La culture des banques ou plutôt des banquiers pose des problèmes d’empathie, d’expérience, or « on devrait pouvoir voir des gens qui nous ressemblent un peu », demande Bubacar Diallo, fondateur de la société bordelaise Benoo Energies. Il raconte la difficulté à démontrer l’existence de marchés rentables en Afrique à des banques qui découvrent entièrement ces projets et certains territoires.
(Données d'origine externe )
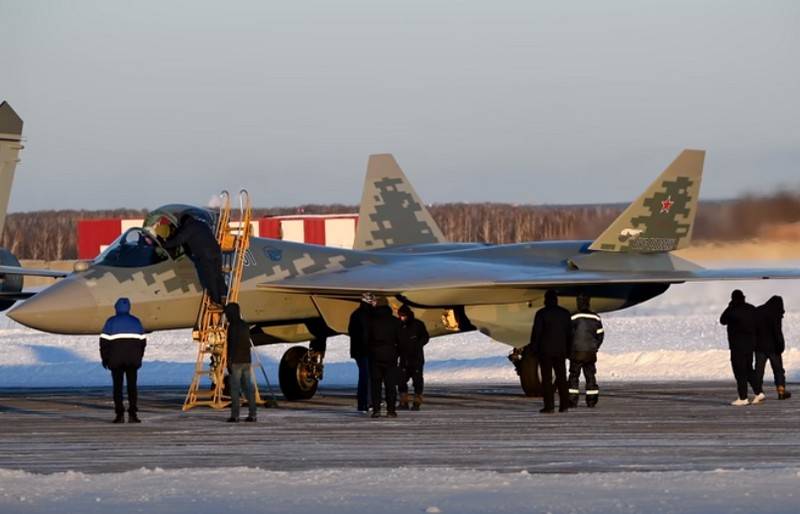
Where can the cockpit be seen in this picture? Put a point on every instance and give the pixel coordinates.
(142, 246)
Pour lui, les investisseurs eux-mêmes gagneraient à présenter « plus de diversité et la volonté de nous réintégrer dans un système classique sans nous mettre un tampon diaspora ». Dans le public, la propriétaire d’une entreprise de négoce de matériel français vers l’Afrique confirme la réticence de BPI France à investir dans son affaire.
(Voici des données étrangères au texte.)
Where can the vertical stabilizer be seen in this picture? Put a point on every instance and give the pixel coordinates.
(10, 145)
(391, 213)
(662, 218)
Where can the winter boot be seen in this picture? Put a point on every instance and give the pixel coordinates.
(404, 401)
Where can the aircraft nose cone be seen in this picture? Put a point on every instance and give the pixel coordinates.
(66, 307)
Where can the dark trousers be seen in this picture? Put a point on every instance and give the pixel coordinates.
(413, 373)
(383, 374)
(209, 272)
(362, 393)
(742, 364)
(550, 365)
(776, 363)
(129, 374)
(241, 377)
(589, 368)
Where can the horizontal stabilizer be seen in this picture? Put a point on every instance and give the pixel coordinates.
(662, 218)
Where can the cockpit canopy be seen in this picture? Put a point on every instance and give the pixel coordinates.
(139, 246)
Un intervenant lors du débat public du CPA à Bordeaux

La dirigeante d’une coopérative franco-marocaine est incitée à revoir son projet pour « ne financer que le côté français or je crée de l’emploi sur les deux rives, et je risque de lâcher l’affaire ». Demande collective est adressée au CPA : obtenir des pouvoirs publics la création d’un guichet unique pour la formation et le financement des entrepreneurs qui ont l’ambition des deux continents. Le pourra-t-il alors qu’il semble peiner à traduire la diversité de ses interlocuteurs ?

Wilfrid Lauriano do Rego entend malgré tout accomplir sa mission. Il a assuré « comprendre les attentes de chacun », même de ceux qui « sont dans la tech et ont eu l’impression qu’on les ramenait dans les quartiers ».

Le CPA court le risque de décevoir les attentes de son public s’il ne donne pas bientôt la preuve des remontées promises auprès de l’exécutif français. Pour changer de cap, restent trois rendez-vous à venir à Marseille, Lyon et Paris.